Berisha demande la démission du président Osmani : elle a manipulé son vote lors de son élection

Le député Le PDK, Hisen Berisha, a déclaré aujourd'hui que le président Vjosa Osmani doit démissionner de son poste en raison de la manipulation du vote lors de son élection à la présidence. Les deux députés du groupe parlementaire de la Liste serbe, Adem Hodza, de la communauté gorane, et Fadil Gashi de la communauté [...]
Le député Le PDK, Hisen Berisha, a déclaré aujourd'hui que le président Vjosa Osmani doit démissionner de son poste en raison de la manipulation du vote lors de son élection à la présidence.
Les deux députés du groupe parlementaire de la Liste serbe, Adem Hodza, de la communauté gorane, et Fadil Gashi de la communauté rom, ont admis qu'ils avaient été invités à voter pour l'élection du président Vjosa Osman.
Berisha a rappelé l'affaire électorale de Behgjet Pacolli en tant que président, disant que des critères stricts avaient été appliqués dans son cas pour assurer la légitimité du processus.
Depuis les premiers moments de ce scandale, j'ai, en tant que député, élevé ma voix et fortement critiqué cette manipulation devant les caméras du Parlement. Cependant, en dépit de préoccupations majeures, la Cour constitutionnelle n'a vu à l'époque aucune violation, position qui semble aujourd'hui encore plus problématique en raison de nouvelles preuves qui ont été révélées” Berisha a ajouté.
Voici son poste complet:
La présidente doit partir à cause de la manipulation du vote lors de son élection !
Le président actuel doit quitter le poste en raison du processus contaminé et malhonnête qui a mené à son choix.
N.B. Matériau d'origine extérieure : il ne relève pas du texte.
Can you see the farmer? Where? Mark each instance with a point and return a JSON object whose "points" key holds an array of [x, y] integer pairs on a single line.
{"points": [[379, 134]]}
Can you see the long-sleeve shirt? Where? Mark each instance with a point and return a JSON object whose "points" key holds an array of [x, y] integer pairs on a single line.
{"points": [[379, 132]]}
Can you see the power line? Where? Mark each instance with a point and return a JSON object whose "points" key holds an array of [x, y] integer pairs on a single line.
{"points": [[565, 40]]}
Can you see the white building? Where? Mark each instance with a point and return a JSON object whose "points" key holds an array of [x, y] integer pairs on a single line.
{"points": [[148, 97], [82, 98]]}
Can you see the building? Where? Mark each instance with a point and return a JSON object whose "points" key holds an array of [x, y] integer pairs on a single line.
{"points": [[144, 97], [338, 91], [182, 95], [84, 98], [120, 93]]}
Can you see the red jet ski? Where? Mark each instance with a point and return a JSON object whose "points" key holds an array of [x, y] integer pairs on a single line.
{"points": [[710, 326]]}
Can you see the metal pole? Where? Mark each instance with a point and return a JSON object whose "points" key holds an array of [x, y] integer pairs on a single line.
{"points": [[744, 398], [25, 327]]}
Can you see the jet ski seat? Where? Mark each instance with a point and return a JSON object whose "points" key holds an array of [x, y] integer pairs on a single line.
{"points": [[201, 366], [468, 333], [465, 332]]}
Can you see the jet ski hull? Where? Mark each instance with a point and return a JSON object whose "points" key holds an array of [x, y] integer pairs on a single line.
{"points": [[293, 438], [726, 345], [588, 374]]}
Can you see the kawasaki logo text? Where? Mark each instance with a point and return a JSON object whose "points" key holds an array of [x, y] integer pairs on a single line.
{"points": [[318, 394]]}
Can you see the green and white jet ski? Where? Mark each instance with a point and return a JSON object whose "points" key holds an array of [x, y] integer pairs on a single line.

Le vote du Président Vjosa Osmani a été manipulé par la contrebande de votes, violant la transparence et utilisant des méthodes qui violent l'intégrité des institutions de l'État. Un tel acte est inacceptable dans une démocratie visant à maintenir des normes élevées de justice et d'éthique politique.
Un cas similaire s'est produit plus tôt avec l'ancien Président Behgjet Pacolli, qui a été contraint de quitter le poste en raison d'irrégularités pendant son processus électoral. À l'époque, des critères stricts étaient appliqués pour assurer la légitimité du processus, prouvant que les normes et les règles de la démocratie sont indisposées. Il n'y a aucune raison que ces critères ne soient pas valables dans le cas du président actuel.
Les témoignages récents des deux députés de la Liste serbe, qui ont été déclarés sous la pression de Milan Radojcic, ne font qu'approfondir les doutes quant à la manipulation du processus de vote. Ils ont prouvé qu'ils sont convaincus de voter en faveur du président Osmani, sous la pression de la politique étrangère serbe, laissant ainsi toute norme de libre et de volonté démocratique. Cette nouvelle preuve confirme que le processus n'était pas légitime et qu'il est nécessaire d'approfondir l'enquête parlementaire sur la question.
Depuis les premiers moments de ce scandale, en tant que député, j'ai vivement critiqué cette manipulation devant les caméras du Parlement. Toutefois, malgré les préoccupations soulevées, la Cour constitutionnelle n'a pas vu d'offense à l'époque, position qui semble aujourd'hui encore plus problématique en raison des nouvelles preuves qui ont été révélées.
Si le témoignage de deux députés de la Liste serbe montre clairement que l'élection du Président Osmani a été faite par la contrebande du vote, il n'y a pas de dilemme à ce que des mesures constitutionnelles immédiates soient prises. De même, une enquête parlementaire complète est nécessaire pour rétablir la confiance des citoyens dans les processus démocratiques et le bon fonctionnement des institutions.
Compte tenu de ces faits, il est clair que le président du Parlement doit exercer la fonction de président jusqu'à l'élection d'un nouveau personnage qui répond aux normes requises pour ce poste d'État supérieur. Notre peuple et nos institutions méritent un processus juste, propre et honnête.